Recuperation, in the sociological sense, is the process by which politically radical ideas and images are twisted, co-opted, absorbed, defused, incorporated, annexed and commodified within media culture and bourgeois society, and thus become interpreted through a neutralized, innocuous or more socially conventional perspective. More broadly, it may refer to the cultural appropriation of any subversive works or ideas by mainstream culture. — retrieved from https://en.wikipedia.org/wiki/Recuperation_(politics)
In 1940, Walter James (Lord Northbourne) wrote a book entitled Look to the Land — in it, he first used the term “organic” as applied to agriculture. He derived the term from the concept of “farm as an organism.” This was a rebuttal to the chemical farming techniques in use at the time. Lord Northbourne wanted farming to return to a more holistic practice — one in which soil health and plant/animal diversity was key.
Fast-forward 80 years to the present day. “Organic” foods can be found everywhere — in Walmart…. in Costco….. even brands such as Perdue Chicken have an “organic” line. Yes, these products are certified as “organic” because they have adhered to the various guidelines required. First, and foremost, this means the products should be clean of herbicides and pesticides — this is what most people think of as”organic.” Obviously, these products are better for us and the environment than conventionally farmed ones, but something of the original spirit and intent has been lost.
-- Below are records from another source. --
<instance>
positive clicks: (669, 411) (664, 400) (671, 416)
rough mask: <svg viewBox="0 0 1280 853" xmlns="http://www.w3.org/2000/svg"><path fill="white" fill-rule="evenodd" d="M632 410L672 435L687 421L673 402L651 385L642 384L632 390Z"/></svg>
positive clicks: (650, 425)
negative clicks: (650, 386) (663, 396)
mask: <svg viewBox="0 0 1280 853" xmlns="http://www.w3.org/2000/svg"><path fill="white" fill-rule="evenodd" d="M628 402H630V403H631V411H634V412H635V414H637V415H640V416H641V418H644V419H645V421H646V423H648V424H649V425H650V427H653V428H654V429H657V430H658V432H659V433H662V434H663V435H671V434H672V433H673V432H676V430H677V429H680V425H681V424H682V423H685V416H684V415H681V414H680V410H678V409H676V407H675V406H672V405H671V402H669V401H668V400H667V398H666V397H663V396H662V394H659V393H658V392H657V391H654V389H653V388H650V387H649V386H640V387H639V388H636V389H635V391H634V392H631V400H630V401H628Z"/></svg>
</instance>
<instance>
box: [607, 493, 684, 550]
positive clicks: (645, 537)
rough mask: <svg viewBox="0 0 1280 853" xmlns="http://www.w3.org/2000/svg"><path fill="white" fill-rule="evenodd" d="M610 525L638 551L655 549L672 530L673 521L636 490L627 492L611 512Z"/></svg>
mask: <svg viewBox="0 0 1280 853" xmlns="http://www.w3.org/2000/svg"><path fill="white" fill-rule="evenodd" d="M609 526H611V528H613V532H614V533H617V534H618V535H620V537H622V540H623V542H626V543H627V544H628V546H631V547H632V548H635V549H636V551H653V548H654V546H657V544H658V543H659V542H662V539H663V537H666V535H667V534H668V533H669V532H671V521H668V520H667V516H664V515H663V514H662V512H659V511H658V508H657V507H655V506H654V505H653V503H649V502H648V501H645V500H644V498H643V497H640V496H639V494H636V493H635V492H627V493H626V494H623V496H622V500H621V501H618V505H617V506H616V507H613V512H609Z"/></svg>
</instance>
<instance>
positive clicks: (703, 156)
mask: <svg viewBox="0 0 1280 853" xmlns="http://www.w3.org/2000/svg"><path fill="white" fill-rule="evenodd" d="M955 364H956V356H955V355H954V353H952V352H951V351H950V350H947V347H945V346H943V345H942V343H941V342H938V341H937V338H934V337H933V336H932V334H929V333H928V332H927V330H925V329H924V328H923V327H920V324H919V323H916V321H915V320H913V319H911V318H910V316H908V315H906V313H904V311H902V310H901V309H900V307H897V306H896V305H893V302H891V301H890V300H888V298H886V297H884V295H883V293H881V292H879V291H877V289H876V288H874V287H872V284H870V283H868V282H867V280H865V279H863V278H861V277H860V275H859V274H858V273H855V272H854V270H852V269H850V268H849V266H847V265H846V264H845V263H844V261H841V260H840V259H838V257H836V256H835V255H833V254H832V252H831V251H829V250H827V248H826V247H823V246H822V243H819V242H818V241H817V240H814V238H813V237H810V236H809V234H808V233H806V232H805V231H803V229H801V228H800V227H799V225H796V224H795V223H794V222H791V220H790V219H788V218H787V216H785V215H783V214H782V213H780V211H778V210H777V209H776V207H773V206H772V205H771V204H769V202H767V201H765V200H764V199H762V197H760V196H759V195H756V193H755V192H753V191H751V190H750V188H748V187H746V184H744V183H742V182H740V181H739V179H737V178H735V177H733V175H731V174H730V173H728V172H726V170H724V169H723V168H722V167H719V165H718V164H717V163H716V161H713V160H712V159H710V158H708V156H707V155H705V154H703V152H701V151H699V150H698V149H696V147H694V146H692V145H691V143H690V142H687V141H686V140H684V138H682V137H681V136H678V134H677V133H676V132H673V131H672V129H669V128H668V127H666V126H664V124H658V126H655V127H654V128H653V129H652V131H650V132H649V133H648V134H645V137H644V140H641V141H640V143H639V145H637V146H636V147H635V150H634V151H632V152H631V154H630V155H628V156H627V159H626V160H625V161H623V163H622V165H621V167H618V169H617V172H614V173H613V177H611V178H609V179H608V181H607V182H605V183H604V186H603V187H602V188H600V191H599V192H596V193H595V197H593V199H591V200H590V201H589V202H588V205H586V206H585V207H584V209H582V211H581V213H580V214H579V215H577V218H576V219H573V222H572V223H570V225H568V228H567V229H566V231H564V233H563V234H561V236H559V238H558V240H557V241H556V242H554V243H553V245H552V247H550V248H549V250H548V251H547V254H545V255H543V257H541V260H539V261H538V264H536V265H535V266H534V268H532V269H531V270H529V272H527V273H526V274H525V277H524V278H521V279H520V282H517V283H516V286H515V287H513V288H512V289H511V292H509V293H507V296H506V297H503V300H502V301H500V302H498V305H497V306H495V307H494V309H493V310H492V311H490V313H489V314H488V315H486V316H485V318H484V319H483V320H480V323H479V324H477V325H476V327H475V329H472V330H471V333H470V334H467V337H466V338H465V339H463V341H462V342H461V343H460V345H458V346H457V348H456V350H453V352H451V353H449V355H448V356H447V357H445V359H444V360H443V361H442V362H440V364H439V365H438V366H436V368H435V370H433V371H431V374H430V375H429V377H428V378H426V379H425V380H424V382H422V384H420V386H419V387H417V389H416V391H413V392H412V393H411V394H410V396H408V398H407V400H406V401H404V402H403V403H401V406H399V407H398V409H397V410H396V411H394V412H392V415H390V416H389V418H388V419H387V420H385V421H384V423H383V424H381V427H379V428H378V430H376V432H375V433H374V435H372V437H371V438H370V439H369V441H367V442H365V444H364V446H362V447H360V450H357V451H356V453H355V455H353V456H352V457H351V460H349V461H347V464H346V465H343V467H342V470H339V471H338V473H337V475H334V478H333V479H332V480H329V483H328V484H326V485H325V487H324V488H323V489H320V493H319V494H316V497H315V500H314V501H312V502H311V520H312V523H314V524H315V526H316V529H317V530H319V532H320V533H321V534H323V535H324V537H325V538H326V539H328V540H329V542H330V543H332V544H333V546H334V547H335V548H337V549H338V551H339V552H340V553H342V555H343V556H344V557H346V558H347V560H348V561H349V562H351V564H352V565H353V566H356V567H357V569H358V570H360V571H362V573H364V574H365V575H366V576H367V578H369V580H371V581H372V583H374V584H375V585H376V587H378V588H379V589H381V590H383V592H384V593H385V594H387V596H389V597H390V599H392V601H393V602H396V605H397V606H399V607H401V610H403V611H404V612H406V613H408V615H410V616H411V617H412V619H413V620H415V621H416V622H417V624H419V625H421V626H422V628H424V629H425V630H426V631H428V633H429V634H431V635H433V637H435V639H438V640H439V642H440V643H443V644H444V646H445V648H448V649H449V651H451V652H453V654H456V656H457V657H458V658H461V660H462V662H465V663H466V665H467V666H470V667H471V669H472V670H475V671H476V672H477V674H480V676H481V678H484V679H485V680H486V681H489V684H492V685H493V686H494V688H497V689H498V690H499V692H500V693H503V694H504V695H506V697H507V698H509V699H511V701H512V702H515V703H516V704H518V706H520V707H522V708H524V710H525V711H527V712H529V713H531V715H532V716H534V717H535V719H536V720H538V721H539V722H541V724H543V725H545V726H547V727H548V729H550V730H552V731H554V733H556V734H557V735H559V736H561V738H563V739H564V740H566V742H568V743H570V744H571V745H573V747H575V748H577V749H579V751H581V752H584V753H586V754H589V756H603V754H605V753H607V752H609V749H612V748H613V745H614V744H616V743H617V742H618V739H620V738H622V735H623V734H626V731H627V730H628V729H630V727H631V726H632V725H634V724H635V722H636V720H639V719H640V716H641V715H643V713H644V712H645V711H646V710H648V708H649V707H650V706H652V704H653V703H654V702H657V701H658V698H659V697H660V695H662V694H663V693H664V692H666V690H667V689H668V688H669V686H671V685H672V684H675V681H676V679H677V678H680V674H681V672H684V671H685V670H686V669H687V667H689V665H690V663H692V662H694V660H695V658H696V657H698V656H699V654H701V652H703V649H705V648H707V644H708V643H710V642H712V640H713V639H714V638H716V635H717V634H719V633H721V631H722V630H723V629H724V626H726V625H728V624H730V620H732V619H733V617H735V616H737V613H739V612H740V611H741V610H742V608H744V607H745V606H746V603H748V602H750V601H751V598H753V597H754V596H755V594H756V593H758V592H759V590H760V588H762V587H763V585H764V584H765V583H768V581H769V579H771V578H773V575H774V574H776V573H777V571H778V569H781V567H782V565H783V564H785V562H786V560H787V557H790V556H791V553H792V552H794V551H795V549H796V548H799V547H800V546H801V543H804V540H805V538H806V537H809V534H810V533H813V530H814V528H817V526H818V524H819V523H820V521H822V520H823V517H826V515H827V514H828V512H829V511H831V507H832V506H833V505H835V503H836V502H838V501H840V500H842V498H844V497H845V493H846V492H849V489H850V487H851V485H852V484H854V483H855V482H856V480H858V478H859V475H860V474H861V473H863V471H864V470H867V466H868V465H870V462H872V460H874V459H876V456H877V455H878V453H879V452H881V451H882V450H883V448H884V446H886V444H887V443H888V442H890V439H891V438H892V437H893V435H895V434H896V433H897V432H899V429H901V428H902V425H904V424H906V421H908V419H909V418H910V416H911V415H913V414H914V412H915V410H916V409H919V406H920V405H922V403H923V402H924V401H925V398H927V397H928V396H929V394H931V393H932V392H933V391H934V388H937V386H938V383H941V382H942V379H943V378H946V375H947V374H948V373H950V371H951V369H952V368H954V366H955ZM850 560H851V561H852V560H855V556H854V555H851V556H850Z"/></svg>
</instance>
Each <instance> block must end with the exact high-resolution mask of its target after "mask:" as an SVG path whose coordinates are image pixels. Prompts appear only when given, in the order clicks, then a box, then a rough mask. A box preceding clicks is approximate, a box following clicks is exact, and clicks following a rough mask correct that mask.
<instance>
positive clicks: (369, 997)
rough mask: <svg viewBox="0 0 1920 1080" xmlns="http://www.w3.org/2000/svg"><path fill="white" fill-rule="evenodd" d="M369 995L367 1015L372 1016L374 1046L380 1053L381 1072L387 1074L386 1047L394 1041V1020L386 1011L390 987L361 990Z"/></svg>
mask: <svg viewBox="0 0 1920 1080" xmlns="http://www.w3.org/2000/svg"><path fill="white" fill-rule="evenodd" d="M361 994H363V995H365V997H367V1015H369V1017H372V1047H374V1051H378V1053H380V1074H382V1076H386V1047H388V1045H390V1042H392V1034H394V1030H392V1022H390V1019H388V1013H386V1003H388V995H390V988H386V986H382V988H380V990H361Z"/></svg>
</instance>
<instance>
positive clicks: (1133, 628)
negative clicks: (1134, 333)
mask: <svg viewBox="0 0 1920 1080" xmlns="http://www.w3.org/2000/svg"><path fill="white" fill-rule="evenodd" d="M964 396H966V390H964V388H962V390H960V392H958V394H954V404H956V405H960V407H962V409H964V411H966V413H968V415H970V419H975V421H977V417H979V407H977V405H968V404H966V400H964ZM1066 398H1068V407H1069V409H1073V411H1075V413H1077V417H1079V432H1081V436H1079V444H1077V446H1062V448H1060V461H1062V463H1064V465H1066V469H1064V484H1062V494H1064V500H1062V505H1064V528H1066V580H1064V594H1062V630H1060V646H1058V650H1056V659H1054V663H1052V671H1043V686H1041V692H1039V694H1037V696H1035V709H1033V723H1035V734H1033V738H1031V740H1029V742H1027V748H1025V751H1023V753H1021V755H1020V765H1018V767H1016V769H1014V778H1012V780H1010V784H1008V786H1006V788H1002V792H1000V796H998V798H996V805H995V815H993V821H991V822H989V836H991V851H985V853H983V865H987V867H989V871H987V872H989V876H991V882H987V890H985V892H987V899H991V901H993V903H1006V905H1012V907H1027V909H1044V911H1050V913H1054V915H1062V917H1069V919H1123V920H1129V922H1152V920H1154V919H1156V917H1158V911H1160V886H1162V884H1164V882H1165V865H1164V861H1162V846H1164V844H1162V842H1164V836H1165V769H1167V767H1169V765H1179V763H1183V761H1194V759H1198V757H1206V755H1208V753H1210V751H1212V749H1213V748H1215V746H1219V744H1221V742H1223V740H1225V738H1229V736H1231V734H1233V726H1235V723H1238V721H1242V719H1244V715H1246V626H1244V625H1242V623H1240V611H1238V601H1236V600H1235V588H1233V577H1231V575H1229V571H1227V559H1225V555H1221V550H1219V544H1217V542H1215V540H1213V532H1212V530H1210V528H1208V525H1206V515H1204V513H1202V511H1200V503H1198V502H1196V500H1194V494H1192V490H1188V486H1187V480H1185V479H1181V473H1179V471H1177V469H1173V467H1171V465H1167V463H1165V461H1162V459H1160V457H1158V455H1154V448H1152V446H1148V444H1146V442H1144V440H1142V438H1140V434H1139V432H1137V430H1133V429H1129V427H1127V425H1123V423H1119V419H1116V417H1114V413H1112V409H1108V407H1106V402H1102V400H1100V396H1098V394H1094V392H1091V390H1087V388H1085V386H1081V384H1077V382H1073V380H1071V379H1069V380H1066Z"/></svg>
In a nutshell, when we begin industrializing the production of these products, that beautiful idea of “farm as an organism” evaporates.
When evaluating agricultural procucts, I like to look at production quantities first — this is the whole point of industrialization — to increase quantity! An example: a single farmer produces eggs for sale at a farmer’s market. He has 40 chickens that run around eating bugs in the garden and leaving manure throughout. This is along the lines of a “farm as an organism” — it is a holistic being with all sorts of symbiotic relationships. The other side of the coin would be mass produced, industrialized “organic” eggs. Here you find thousands of birds locked in cages, fed the cheapest food possible (to keep overhead to a minimum), living in very unhealthy conditions…. you get the picture. This is not a holistic, “farm as an organism” setting.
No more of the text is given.